The polling firm, known for its close ties to British politics, said it had agreed a facility of up to €280 million (£243 million) with lenders.
It consists of a €240 million amortizing term loan and a €40 million revolving credit facility, with terms – the length of time until a loan matures – of four and three years respectively.
New deal: Polling organization YouGov, known for its close ties to British politics, said it had agreed a facility of up to €280 million with lenders
YouGov said the capital would go towards funding “general corporate purposes” that support its long-term strategy and the purchase of market research firm GfK’s consumer panel.
Alex McIntosh, Chief Finance Officer of the London-based group, said: ‘This new facility will provide additional financing for our proposed acquisition of GfK’s Consumer Panel Business and provide further firepower for investment in our strategic growth plan.
“We thank our lenders for their continued support.”
In July the company announced it would buy the business for a nominal price of £270m, partly to expand its presence in Europe’s fast-evolving consumer goods sector.
Stephan Shakespeare, co-founder of YouGov, said at the time that the transaction was “strategically important for us, further expanding our offering into the under-penetrated FMCG sector, bringing long-term relationships with a blue-chip customer base. ‘.
A few weeks later, Shakespeare stepped down as CEO, 23 years after founding YouGov with former Conservative Party chairman Nadhim Zahawi.

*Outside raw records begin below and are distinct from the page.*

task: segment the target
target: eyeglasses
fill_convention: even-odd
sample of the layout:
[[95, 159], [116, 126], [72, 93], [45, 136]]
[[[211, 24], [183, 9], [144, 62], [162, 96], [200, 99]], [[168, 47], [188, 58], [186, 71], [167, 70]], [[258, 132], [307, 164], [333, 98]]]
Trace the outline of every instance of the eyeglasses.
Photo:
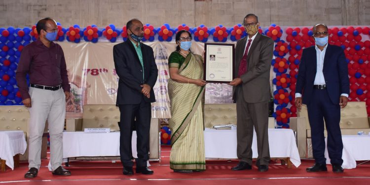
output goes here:
[[258, 22], [255, 22], [255, 23], [250, 23], [250, 24], [246, 24], [246, 23], [244, 23], [244, 24], [243, 24], [243, 25], [246, 27], [250, 27], [251, 26], [255, 26], [258, 24]]
[[180, 40], [181, 41], [191, 41], [191, 37], [180, 37]]
[[316, 32], [314, 33], [313, 35], [315, 37], [319, 37], [320, 36], [326, 36], [328, 35], [328, 32]]
[[[47, 29], [46, 30], [49, 30], [51, 31], [52, 33], [53, 33], [53, 32], [58, 32], [58, 28], [55, 28], [55, 29]], [[45, 30], [45, 31], [46, 31], [46, 32], [47, 32], [47, 30]]]

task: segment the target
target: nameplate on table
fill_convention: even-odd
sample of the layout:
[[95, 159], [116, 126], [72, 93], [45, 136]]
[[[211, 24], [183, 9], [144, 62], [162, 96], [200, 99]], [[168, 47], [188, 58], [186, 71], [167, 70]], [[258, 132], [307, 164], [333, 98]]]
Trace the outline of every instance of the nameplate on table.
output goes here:
[[83, 132], [88, 133], [111, 132], [111, 129], [109, 128], [85, 128]]

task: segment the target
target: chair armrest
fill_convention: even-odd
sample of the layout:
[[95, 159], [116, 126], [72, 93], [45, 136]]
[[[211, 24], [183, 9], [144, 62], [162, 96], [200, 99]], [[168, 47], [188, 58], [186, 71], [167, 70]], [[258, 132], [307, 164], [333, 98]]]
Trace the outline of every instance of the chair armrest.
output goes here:
[[68, 118], [66, 120], [67, 132], [80, 131], [82, 130], [82, 118]]
[[307, 156], [307, 133], [306, 120], [303, 117], [290, 118], [289, 126], [291, 129], [296, 133], [297, 147], [301, 158]]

His replacement as CEO is Steve Hatch, who was vice president of northern Europe operations for Facebook’s parent company Meta, and a non-executive director at Daily Mirror owner Reach.
Before that, he worked for fifteen years at advertising giant WPP, where he headed the media agency MEC, now known as Wavemaker.
Hatch’s elevation to the role comes amid speculation that YouGov is considering a Wall Street listing.
Shakespeare told the Financial Times this in mid-August that the US was a “natural base” for YouGov as the country spent the most on marketing data and had markets that are “better at supporting companies like ours.”
London’s status as a leading financial center has been shaken by a series of companies deciding to go public or have their main listing in New York.
Plumbing supplier Ferguson, drug manufacturer Okyo Pharma and building materials supplier CRH are among the companies that have recently made the transatlantic move.
Cambridge-based ARM Holdings also went public on the Nasdaq last month after its majority shareholder, Softbank, decided against a London listing despite significant lobbying from the British government.
YouGov shares were 0.8 per cent, or 6p, higher at £7.56 on Monday afternoon, but are still down by around a quarter this year.